Un file è un contenitore logico contenente delle informazioni. Solo il creatore del file è a conoscenza del suo contenuto ed il formato utilizzato.

Sul disco un file è tipicamente spezzettato in blocchi che corrispondono ai blocchi degli hard disk. In un SSD viene emulata una disposizione dei file simile agli HD, per uniformità. I vari blocchi sono solitamente di 512 bytes.

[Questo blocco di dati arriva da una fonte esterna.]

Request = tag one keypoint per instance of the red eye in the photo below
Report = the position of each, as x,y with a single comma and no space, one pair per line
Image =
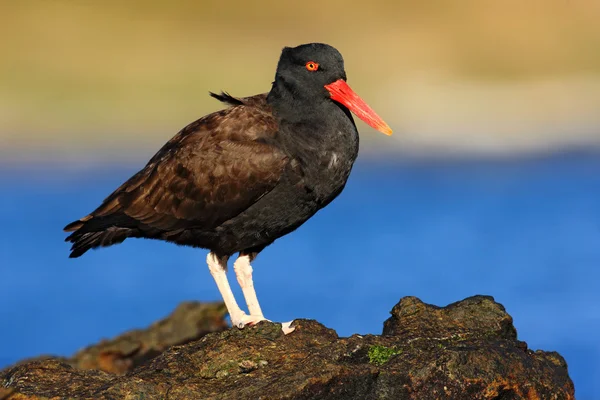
312,66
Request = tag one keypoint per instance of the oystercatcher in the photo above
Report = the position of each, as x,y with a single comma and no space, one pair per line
236,180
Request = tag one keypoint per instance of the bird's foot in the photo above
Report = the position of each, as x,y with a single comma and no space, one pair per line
247,320
250,320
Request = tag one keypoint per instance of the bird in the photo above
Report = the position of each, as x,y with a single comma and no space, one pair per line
236,180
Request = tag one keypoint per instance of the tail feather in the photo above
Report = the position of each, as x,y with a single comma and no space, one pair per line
91,232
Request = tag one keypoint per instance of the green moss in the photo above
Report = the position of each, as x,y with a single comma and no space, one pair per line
379,355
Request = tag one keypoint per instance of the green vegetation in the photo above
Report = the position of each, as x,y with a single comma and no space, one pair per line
379,355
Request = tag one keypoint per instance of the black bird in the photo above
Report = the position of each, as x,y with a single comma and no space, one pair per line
236,180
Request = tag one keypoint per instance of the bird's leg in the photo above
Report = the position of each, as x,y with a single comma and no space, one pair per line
243,272
218,269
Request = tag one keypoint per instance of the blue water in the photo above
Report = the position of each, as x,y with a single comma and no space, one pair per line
524,231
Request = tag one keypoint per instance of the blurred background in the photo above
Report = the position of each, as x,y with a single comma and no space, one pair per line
490,184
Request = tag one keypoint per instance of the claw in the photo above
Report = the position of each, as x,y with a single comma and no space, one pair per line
251,320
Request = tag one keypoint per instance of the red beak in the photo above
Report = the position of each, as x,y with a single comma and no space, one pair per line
342,93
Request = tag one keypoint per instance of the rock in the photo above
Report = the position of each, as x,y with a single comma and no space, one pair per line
467,350
189,321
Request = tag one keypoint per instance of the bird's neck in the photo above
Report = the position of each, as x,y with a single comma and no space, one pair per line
293,106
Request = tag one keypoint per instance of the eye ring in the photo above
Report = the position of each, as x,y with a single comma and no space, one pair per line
312,66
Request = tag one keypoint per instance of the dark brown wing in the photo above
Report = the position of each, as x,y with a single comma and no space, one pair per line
211,171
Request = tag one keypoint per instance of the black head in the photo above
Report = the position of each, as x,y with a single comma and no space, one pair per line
306,69
310,80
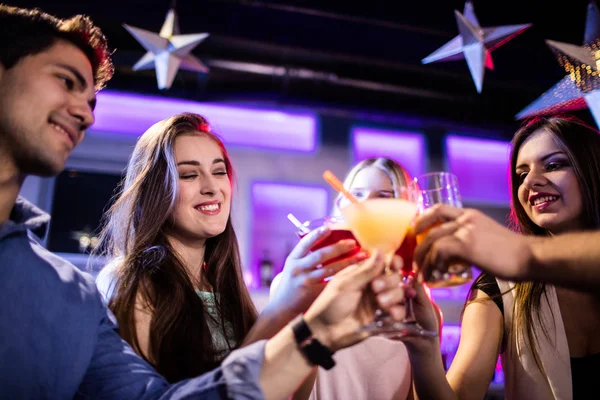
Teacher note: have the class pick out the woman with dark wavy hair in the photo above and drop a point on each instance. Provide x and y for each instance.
(546, 335)
(176, 283)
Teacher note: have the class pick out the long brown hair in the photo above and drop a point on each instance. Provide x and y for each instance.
(581, 144)
(180, 342)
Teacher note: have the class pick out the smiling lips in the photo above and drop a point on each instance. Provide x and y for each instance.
(66, 130)
(541, 201)
(209, 208)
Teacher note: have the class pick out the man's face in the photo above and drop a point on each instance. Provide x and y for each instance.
(46, 103)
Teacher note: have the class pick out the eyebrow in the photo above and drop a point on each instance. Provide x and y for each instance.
(544, 158)
(197, 163)
(81, 81)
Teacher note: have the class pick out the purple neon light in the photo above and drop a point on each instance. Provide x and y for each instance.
(132, 114)
(482, 168)
(408, 148)
(271, 230)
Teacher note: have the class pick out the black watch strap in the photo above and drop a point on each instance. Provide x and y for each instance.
(315, 352)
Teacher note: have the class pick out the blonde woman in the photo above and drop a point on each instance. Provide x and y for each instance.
(377, 368)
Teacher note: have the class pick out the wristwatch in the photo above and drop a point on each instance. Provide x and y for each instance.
(315, 352)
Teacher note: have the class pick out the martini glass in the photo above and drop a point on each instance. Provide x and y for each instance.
(382, 224)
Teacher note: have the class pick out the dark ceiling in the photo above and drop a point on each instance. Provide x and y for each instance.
(344, 54)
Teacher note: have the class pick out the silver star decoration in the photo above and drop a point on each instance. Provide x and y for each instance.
(581, 87)
(474, 43)
(168, 51)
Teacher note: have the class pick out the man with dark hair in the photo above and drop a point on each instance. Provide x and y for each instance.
(57, 339)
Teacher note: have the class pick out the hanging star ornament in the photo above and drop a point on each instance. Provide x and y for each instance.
(168, 51)
(474, 43)
(581, 87)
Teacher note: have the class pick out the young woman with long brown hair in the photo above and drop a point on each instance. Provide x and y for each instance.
(176, 278)
(546, 335)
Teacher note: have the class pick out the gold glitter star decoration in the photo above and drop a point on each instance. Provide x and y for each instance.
(580, 88)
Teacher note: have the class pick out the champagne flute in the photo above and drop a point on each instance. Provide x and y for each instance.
(441, 188)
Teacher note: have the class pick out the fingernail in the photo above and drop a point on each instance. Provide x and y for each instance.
(378, 284)
(384, 299)
(348, 242)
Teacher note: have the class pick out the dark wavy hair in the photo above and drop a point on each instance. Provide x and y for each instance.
(25, 32)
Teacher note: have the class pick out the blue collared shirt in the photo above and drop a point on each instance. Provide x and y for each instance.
(59, 341)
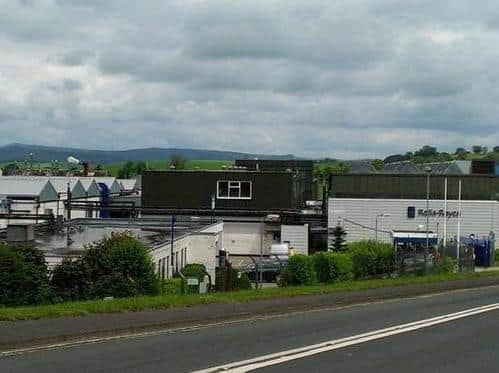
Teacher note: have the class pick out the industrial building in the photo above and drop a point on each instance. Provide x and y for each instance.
(372, 206)
(227, 190)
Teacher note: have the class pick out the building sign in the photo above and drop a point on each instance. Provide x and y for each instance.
(438, 213)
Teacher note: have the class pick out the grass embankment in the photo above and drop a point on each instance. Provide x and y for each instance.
(172, 301)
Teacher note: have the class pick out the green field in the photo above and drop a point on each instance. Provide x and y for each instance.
(181, 300)
(202, 164)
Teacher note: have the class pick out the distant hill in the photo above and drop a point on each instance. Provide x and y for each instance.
(19, 152)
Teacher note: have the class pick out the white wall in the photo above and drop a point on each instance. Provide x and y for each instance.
(478, 217)
(297, 236)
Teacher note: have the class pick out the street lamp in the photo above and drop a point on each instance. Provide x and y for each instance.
(376, 228)
(427, 170)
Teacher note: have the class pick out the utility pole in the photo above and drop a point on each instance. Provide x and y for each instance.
(427, 248)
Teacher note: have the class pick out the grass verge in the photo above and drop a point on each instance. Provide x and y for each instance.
(171, 301)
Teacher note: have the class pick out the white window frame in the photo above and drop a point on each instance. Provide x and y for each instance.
(236, 184)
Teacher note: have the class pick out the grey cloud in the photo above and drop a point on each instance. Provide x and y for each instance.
(345, 78)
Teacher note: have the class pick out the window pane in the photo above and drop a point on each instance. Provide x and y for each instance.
(223, 189)
(246, 189)
(234, 192)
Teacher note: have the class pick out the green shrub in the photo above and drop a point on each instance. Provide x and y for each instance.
(23, 276)
(117, 266)
(322, 266)
(372, 259)
(341, 266)
(70, 280)
(239, 280)
(299, 271)
(444, 265)
(194, 270)
(172, 286)
(332, 266)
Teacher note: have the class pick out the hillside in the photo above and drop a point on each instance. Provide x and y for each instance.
(18, 152)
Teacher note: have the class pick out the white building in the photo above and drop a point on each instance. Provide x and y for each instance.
(358, 217)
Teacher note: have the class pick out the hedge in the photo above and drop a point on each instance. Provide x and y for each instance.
(372, 259)
(299, 271)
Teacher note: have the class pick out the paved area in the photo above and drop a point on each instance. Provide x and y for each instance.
(35, 332)
(462, 345)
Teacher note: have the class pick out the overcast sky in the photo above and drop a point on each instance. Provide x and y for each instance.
(343, 78)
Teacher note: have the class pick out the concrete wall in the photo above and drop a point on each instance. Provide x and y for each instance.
(358, 217)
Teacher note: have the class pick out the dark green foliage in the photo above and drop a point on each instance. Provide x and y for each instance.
(372, 259)
(339, 235)
(172, 286)
(194, 270)
(299, 271)
(341, 266)
(23, 276)
(331, 266)
(239, 280)
(321, 261)
(70, 280)
(444, 265)
(118, 266)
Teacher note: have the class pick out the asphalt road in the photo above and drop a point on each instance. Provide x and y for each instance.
(463, 345)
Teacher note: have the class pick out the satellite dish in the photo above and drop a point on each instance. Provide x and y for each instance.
(73, 160)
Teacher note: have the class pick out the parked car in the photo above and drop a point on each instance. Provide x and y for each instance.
(270, 267)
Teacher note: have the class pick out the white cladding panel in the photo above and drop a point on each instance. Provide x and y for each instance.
(297, 236)
(358, 217)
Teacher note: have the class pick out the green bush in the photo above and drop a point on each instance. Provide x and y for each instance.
(341, 267)
(299, 271)
(332, 266)
(194, 270)
(239, 280)
(322, 266)
(444, 265)
(70, 280)
(23, 276)
(372, 259)
(172, 286)
(117, 266)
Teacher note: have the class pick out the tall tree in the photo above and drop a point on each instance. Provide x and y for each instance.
(339, 239)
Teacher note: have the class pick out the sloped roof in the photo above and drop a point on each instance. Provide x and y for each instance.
(127, 184)
(40, 189)
(361, 167)
(404, 167)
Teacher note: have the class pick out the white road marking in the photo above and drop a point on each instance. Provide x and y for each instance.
(302, 352)
(169, 330)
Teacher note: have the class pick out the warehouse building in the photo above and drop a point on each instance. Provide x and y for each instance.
(222, 191)
(370, 206)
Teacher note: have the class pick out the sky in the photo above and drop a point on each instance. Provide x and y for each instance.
(344, 78)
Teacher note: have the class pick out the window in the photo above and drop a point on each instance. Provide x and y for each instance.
(234, 189)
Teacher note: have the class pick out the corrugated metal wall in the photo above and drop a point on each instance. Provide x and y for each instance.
(358, 217)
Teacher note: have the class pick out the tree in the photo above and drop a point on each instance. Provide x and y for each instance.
(10, 169)
(177, 161)
(378, 164)
(426, 151)
(127, 171)
(339, 240)
(139, 167)
(477, 149)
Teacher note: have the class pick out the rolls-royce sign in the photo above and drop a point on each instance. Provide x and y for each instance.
(439, 213)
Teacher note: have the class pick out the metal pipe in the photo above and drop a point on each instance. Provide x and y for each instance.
(458, 225)
(445, 212)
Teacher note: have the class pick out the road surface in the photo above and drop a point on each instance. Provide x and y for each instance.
(452, 332)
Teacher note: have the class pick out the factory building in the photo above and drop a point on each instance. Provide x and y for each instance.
(227, 190)
(372, 206)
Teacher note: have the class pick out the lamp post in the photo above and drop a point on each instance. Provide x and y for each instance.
(376, 227)
(427, 169)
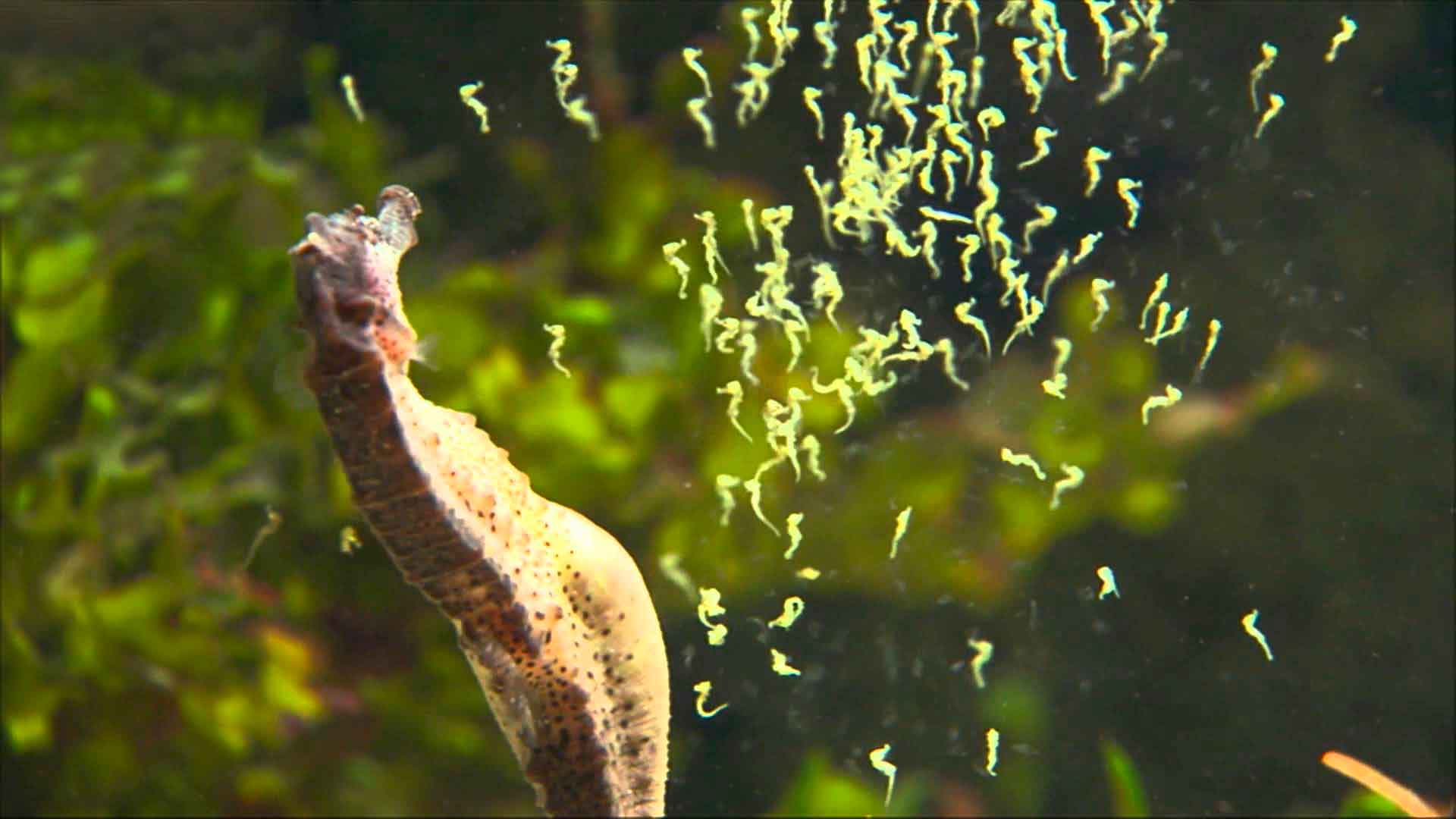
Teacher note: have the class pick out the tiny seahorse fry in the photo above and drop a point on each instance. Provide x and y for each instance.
(551, 611)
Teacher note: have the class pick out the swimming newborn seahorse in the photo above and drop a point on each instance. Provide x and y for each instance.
(551, 611)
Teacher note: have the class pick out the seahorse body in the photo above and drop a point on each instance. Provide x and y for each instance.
(551, 611)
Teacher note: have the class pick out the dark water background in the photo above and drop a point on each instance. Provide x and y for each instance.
(159, 158)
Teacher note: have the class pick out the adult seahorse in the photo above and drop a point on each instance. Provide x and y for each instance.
(551, 611)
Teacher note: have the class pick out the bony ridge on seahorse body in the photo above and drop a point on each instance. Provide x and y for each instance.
(551, 611)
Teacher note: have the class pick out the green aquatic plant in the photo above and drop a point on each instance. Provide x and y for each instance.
(152, 416)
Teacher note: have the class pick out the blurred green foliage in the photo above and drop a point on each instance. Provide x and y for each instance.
(153, 416)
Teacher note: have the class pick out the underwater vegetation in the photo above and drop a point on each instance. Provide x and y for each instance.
(199, 620)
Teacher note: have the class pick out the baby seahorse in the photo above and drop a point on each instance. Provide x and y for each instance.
(551, 611)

A bassissimo livello il SO fa utilizzo dei Device Drivers che gestiscono l'interfaccia del disco.

File System a strati

  1. Programmi applicativi

  2. File system logico

  3. Modulo di organizzazione dei file

  4. File System base

  5. Controllo I/O

  6. dispositivi

6 è il livello più a basso livello

Device Drivers

I drivers a bassissimo livello sono in grado di dare e ricevere comandi del tipo "prendi questo blocco", che storicamente veniva indicato con 3 coordinate: CHS (cylinder head sector);

Attualmente si utilizza una tecnica di accesso a blocchi del tipo LBA: Questo perchè da alcuni anni, con la crescita del consumo dei dischi, questi vengono visti come un unico array di blocchi con un indirizzo logico; piuttosto che dire "prendi un blocco presente su questo cilindro, utilizzando questa testina, e poi quel particolare settore" (quindi tre coordinate), viene detto semplicemente "prendi il blocco n";

dopo questo comando è direttamente il controllo del disco che converte il comando in azioni da compiere (e quindi le coordinate).

Cosa trovo su un disco?

  • Boot control block: software che viene lanciato per effettuare il boot, qualora il disco in questione è quello scelto per il boot.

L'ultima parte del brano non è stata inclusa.